Is that what the goal of the function should be though? In a package dedicated to error propagation, I'd anticipate any arithmetic function to propagate errors using the basic rules. Returning the SEM in another function (e.g. sem(x)) is fine, but the fact that errors(mean(x)) != errors(sum(x)/length(x)) seems likely to lead to confusion.

[Enchufa2]

Thanks for the report, but I don't see any reason for an additional function.

1. This package has a very specific goal, which is to deal with measurements in the context of science and engineering.
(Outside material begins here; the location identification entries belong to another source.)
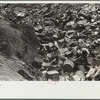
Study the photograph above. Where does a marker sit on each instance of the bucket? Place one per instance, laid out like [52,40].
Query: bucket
[80,74]
[68,66]
[81,68]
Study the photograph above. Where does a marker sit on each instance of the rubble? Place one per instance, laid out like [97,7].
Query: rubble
[69,41]
[73,43]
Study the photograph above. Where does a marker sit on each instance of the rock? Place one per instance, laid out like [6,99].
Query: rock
[53,75]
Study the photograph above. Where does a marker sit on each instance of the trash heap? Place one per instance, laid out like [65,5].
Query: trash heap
[70,44]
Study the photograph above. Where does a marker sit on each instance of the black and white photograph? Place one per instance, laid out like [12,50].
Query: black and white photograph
[50,42]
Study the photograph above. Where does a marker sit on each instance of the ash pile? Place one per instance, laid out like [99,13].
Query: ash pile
[70,45]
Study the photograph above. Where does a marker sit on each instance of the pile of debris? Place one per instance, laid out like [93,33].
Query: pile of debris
[70,45]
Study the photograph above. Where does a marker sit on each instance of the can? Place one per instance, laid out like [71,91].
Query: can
[80,74]
[68,66]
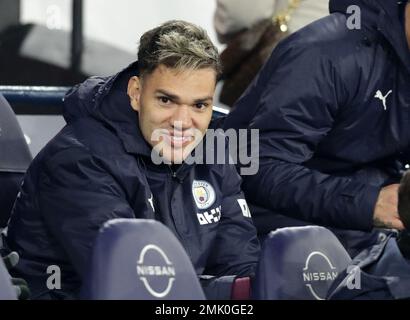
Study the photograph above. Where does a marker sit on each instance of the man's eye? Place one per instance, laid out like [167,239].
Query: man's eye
[201,106]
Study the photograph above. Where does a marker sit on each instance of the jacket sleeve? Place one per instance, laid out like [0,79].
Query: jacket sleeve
[236,247]
[76,196]
[298,96]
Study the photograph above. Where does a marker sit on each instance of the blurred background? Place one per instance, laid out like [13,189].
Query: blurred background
[58,43]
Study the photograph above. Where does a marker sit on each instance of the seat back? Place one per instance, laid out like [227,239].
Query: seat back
[299,263]
[136,259]
[15,158]
[7,291]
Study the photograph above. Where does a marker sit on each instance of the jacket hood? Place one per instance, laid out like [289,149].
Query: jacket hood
[105,99]
[385,18]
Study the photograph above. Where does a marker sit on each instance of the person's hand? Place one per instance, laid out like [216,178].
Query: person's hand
[22,290]
[386,210]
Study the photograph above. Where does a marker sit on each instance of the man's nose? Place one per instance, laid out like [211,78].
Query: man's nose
[182,117]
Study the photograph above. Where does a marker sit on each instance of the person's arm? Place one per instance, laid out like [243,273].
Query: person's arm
[236,248]
[300,95]
[76,196]
[235,251]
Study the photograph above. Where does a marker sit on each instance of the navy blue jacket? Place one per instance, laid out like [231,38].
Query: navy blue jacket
[99,168]
[383,274]
[333,109]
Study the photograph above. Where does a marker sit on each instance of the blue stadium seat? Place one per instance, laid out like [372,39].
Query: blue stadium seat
[299,263]
[7,291]
[135,259]
[15,158]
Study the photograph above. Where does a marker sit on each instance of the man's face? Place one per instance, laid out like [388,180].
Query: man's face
[174,107]
[408,23]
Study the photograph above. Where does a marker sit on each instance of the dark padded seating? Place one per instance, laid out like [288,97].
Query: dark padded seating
[7,291]
[299,263]
[142,260]
[15,158]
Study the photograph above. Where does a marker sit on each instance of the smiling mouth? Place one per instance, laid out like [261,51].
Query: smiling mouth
[178,141]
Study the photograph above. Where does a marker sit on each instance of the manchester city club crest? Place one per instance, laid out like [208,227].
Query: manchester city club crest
[204,194]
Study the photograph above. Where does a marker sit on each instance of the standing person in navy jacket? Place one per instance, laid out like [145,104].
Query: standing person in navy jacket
[104,165]
[333,108]
[383,270]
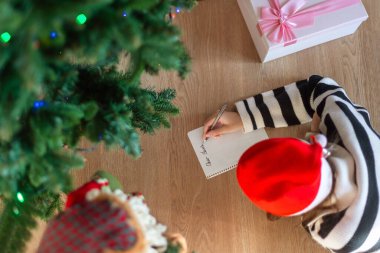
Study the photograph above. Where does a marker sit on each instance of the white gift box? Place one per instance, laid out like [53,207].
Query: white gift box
[326,27]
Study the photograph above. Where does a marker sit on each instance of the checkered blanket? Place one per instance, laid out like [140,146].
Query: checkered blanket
[89,227]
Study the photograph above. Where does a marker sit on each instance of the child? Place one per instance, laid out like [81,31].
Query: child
[333,180]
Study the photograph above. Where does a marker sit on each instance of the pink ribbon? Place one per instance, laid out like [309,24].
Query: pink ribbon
[277,23]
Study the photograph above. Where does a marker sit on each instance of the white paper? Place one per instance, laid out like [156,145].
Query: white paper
[217,156]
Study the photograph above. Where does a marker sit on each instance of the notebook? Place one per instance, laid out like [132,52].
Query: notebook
[217,156]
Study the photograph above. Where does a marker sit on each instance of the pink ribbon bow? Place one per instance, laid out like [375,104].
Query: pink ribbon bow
[278,22]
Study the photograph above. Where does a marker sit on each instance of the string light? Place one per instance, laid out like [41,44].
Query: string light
[81,19]
[53,35]
[38,104]
[5,37]
[20,197]
[16,211]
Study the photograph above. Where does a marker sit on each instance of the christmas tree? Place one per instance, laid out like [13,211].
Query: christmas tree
[59,81]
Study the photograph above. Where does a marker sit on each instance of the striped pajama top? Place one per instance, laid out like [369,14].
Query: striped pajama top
[355,228]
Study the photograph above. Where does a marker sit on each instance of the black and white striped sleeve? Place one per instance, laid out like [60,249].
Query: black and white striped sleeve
[281,107]
[356,228]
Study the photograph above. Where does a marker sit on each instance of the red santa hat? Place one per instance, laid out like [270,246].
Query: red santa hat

In this specific context, when you are averaging several measurements, you always want the SEM.
2. There is already an easy way to get the result of that operation without the statistical context and implications of an average, and you've already used it: sum(x)/length(x).
3. The documentation page for ?mean.errors is pretty clear, so there is no possible confusion:

Details

The mean and weighted.mean methods set the error as the maximum of the standard error of the mean and the (weighted) mean of the errors.